Ölkonzern und Politik erzeugen Kohlendioxidkatastrophe in Kanada
Die Farm des Ehepaars Jane und Cameron Kerr liegt direkt über dem CO2-Lager des Energiekonzernes Cenovus in der Nähe der Stadt Weyburn im kanadischen Bundesstaat Saskatchewan.
Cenovus Energy verpresst in diesem Carbon Capture and Storage Projekt (CCS) jeden Tag 6.000 Tonnen Kohlendioxid in den Erdboden. Seit elf Jahren wurden insgesamt 16 Millionen Tonnen CO2 auf diese Weise 1,4 Kilometer tief unter die Erde verbracht.
Das Projekt Weyburn-Midale Carbon Dioxide Project zur geologischen Kohlendioxidverpressung bei Weyburn ist eine der weltweit grössten Forschungsinitiativen der Internationalen Energiebehörde (International Energy Agency IEA) in einem Ölreservoir, an dem Cenovus Energy , Apache Canada und das Petroleum Technology Research Center (PTRC) von Saskatchewan beteiligt sind.
An der Oberfläche auf dem Land der Kerrs zeigte sich, dass es keine sicheren unterirdischen Endlagerstätten für Gase gibt: auf den Gewässern bildeten sich durch das entweichende Kohlendioxid, das sich den Naturgesetzen gemäss nach oben Bahn bricht, Blasen und Schaum und es kam zu einer ungewöhnlichen Algenbildung. Fische starben ganz offensichtlich an Sauerstoffmangel.

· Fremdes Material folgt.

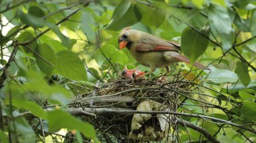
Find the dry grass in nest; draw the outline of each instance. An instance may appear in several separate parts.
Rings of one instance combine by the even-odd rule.
[[[154,103],[158,103],[159,105],[162,105],[160,106],[164,106],[164,109],[168,109],[169,111],[177,112],[183,101],[191,98],[191,93],[193,94],[201,93],[197,86],[199,85],[186,81],[184,77],[179,74],[171,75],[165,81],[161,81],[159,77],[156,77],[147,80],[119,79],[107,83],[97,83],[93,88],[85,86],[82,90],[83,92],[75,97],[69,107],[79,109],[77,110],[79,113],[73,113],[78,115],[84,115],[84,113],[96,115],[96,117],[86,115],[83,116],[83,118],[94,125],[98,132],[98,138],[103,142],[112,142],[115,140],[127,142],[128,140],[130,142],[136,142],[131,140],[131,128],[134,115],[133,111],[136,111],[136,109],[142,111],[143,109],[137,109],[142,102],[156,101]],[[206,102],[204,98],[201,98],[199,96],[193,98],[202,101],[203,103]],[[155,103],[151,105],[151,111],[160,109],[161,107],[159,107],[158,103],[158,105]],[[146,104],[146,106],[148,105]],[[156,107],[156,106],[158,107]],[[150,109],[148,109],[146,111],[150,111]],[[81,111],[85,112],[81,113]],[[88,115],[90,116],[90,114]],[[162,127],[161,130],[160,125],[161,124],[158,120],[157,114],[152,113],[150,115],[152,117],[150,120],[141,123],[141,128],[133,132],[133,135],[137,135],[135,138],[133,138],[133,139],[160,140],[165,138],[166,140],[168,138],[166,136],[167,135],[171,136],[168,139],[170,141],[179,136],[177,134],[179,132],[175,132],[175,130],[177,130],[176,123],[178,117],[174,115],[170,116],[170,119],[168,123],[172,125],[172,130],[168,128],[168,134],[164,132],[160,134],[159,132],[163,132]],[[170,133],[170,130],[174,131]],[[141,135],[146,136],[148,132],[150,132],[148,136],[148,138],[139,137]],[[154,132],[155,134],[150,134]],[[151,138],[151,136],[154,137]]]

CO2, das aus dem Erdboden „ausdünstet“, kann man logischerweise nicht sehen und riechen. Das wurde vielen Tieren zum Verhängnis, die an einer CO2-Vergiftung starben. Betroffen waren seit einigen Jahren auf diesem Gebiet auch grössere Säugetiere wie Hunde, Ziegen, Hasen und Katzen – tote Fliegen fallen da eher nicht auf. Kadaver toter Tiere lagen in der Nähe ihrer Teiche, in denen das Wasser zu blubbern und schäumen anfing sowie die Algen im Wasser sich enorm ausbreiteten.

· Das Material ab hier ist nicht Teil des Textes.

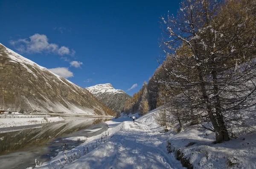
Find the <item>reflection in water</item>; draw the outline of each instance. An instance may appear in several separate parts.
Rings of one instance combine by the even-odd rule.
[[[58,152],[55,152],[56,149],[62,151],[61,148],[65,142],[69,143],[68,149],[71,149],[71,146],[76,146],[81,143],[64,141],[62,138],[73,136],[90,136],[98,134],[99,132],[107,129],[106,124],[90,127],[102,128],[102,130],[94,133],[86,133],[84,130],[110,120],[109,118],[81,117],[64,118],[66,119],[64,122],[49,124],[41,128],[0,133],[0,138],[3,138],[0,139],[1,167],[23,169],[33,165],[35,158],[40,158],[41,162],[49,161],[51,156],[55,156]]]
[[[0,138],[3,138],[0,140],[0,153],[6,151],[15,150],[28,146],[42,145],[52,138],[107,120],[109,119],[68,118],[66,119],[66,122],[55,124],[49,124],[41,128],[0,133]]]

Sehr bedenklich sind Explosionen, bei denen Grundwasser aus dem Boden schoss. Es kam auch zu unerklärlichen Löchern in den Wänden eines Steinbruchs.
„In der Nacht konnten wir diese Art von Knall wie die Schüsse einer Kanone hören“, sagte Jane Kerr und ihr Ehemann fügte hinzu, dass aus den Löchern Schaum austrat „So wie wenn du eine Flasche Cola schüttelst, den Finger darüber hältst und es spritzen lässt.“ Das Wasser, das aus dem Boden kam war spritzig und schaumig, so Jane Kerr. (1), (2)

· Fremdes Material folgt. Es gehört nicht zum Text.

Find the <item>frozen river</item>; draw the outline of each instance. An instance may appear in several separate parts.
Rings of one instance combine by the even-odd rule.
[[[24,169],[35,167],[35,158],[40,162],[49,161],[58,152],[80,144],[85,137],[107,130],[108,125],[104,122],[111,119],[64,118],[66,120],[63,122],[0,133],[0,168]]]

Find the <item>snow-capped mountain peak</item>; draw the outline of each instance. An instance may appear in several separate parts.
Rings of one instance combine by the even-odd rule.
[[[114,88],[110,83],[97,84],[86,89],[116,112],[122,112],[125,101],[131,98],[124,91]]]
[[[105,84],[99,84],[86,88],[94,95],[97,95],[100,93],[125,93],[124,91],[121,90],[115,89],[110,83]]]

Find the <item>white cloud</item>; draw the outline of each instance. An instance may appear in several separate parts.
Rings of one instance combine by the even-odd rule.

Das Ehepaar Kerr ist nach Regina umgezogen und hat sein Heim verlassen „Es war zu gefährlich, dort zu leben“, sagte Cameron Kerr.
Hier das Video „Farmer says land fizzing with CO2“ vom 11.Januar 2011 auf Globe and Mail zu den Gasaustritten aus der Erde auf der Farm.
Zum Glück kam bisher kein Mensch ums Leben. Das Szenario des Todes eines auf der Wiese liegenden Kindes, das erstickt, ist nicht von der Hand zu weisen. Schon nach wenigen Atemzügen kommt es durch einen zu hohen Kohlendioxidanteil in der Atemluft zur Bewusstlosigkeit.
Bisher scheinen die Kohlendioxidgase sich allmählich durch die Erdbodenoberfläche durch Lecks zu bewegen. Diese können dadurch grösser werden und eine Kohlendioxid-Eruption auslösen – 16 Millionen Tonnen werden dann auf begrenzter Fläche auf einmal in die Atmosphäre entweichen und in ihrem Wirkungsbereich den Lebewesen die Luft zum Atmen nehmen.
Cameron und Jane Kerr hatten zum ersten Mal Veränderungen in den Oberflächengewässern und Brunnen auf ihrem Grundstück im Jahr 2004 bemerkt, ein Jahr nachdem die CO2-Einbringung in ihrem Bereich begann und berichteten diese Vorfälle dem Ministerium für Energie und Ressourcen von Saskatchewan.
Die Kerrs mussten sich einen Anwalt nehmen, denn die Politik hüllte sich in Schweigen. Barry Robinson, ein Rechtsanwalt von Ecojustice, der die Kerrs vertritt, sagte:
„Cenovus Energy und das Ministerium für Energie und Ressourcen haben in den letzten sechs Jahren die Flächen nicht richtig überwacht und die Möglichkeit von CO2-Lecks nicht in Betracht gezogen. Darüber hinaus liessen sie die Kerrs in der Position, zu beweisen, dass es damit ein Problem gab, dabei war es die Pflicht des Ministeriums, Freisetzungen durch Öl- und Gas-Aktivitäten zu untersuchen.“
Cenovus, das Ministerium und die Kerrs vereinbarten im Herbst 2007, dass das Ministerium eine einjährige Untersuchung des Bodens, der Wasser- und Luftqualität durchführen wird, um die Ursachen zu bestimmen. Das Ministerium nahm nur an einem einzigen Tag im Juli 2008 Wasser- und Luftproben, ein Test für CO2 war nicht dabei. Seitdem haben Cenovus und das Ministerium sich geweigert, weitere Untersuchungen auf dem Grundstück durchzuführen. Ein auf Erdöl spezialisierter Geologe, der zur Unterstützung der Kerrs hinzugezogen worden war, hatte vorgeschlagen, dass die CO2-Austritte durch vorhandene Störungen und Brüche oder durch aufgegebene Öl- und Gasquellen entstanden waren.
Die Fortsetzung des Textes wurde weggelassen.